So, I’ve been toying around with the idea of building application monitoring tools with Elixir. I can’t decide whether using the entire BEAM is worth adding just to manage other processes (non-Elixir processes).
I know there are already some great cloud-based tools for monitoring or process managing but I want to build some pretty custom logic depending on exits and stderr messages, etc.
A great tool that I already use is built with Node.js, called PM2, however, I don’t have the ability to add custom logic and even if I did… if I bug finds it’s way into my custom logic, Node.js isn’t fault-tolerant.
I’m not sure if many problems exist like this, but I am essentially trying to monitor blockchain nodes… Downtime is incredibly expensive because the nodes have to “catch-up” for the period in which new blocks were being created.

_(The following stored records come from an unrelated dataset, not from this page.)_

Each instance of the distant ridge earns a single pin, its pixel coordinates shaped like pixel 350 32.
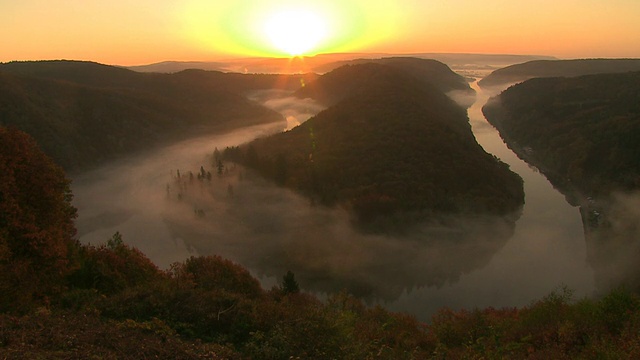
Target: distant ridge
pixel 84 113
pixel 360 74
pixel 392 150
pixel 558 68
pixel 323 63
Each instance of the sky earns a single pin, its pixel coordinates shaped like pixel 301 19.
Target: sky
pixel 140 32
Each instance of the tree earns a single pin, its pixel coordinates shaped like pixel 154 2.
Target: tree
pixel 36 221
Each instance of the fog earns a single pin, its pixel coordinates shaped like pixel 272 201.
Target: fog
pixel 458 262
pixel 294 110
pixel 613 239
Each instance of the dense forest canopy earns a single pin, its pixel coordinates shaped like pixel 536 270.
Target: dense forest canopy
pixel 110 301
pixel 85 113
pixel 390 145
pixel 584 131
pixel 557 68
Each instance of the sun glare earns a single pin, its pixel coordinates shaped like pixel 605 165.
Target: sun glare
pixel 296 31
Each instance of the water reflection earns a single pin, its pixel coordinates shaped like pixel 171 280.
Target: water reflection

There’s a whole slew of different custom logic triggers depending on the blockchain software’s behaviour. I hate to bring up blockchain because it’s such a buzzword, but I think that the problem could apply to any other log-based distributed system (monitoring kafka nodes for example).
personally, I’d add a simple /health style checkpoint to your app, expose it to something like collectd using its curl plugin for an up/down type check, and funnel the results into http://riemann.io/ I’ve been using this setup for a long time, across multiple customers, and it’s super flexible, and not overly hard to get your head around. You can set up multiple riemann servers that monitor each other if required, and you can get collectd to send data to multiple riemann instances as well. Cool kids these days would probably go for prometheus, but I’ve not tried that myself.
Maybe my phrasing can be improved. I need the same functionality as an Elixir supervisor, except I need it for non-elixir applications.
Having different callbacks run on failure (depending on the reason) is critical. Having automatic restarts or triggering the process on a different server is also essential. I know that Elixir does a very good job of this for monitoring a distributed cluster of other Elixir applicarions. I’m trying to figure out if it’s overkill to use that functionality on “external” (external to the BEAM) applications.
The beam has a pretty big memory footprint compared to applications like nagios but I need to do more than just monitor.
Haha I’m fairly new to Elixir, but I actually found Port easier to use than Porcelain. It’s quite probable that I just didn’t know what I was doing before getting Port to work. I have a little PoC that works really well, I can kill a node.js process and restart it and the restart works well if the elixir process dies too.
I’m still a little concerned that running the whole BEAM vm is overkill though. For a Node.js process is definitely is as it’s using more memory than my little PoC.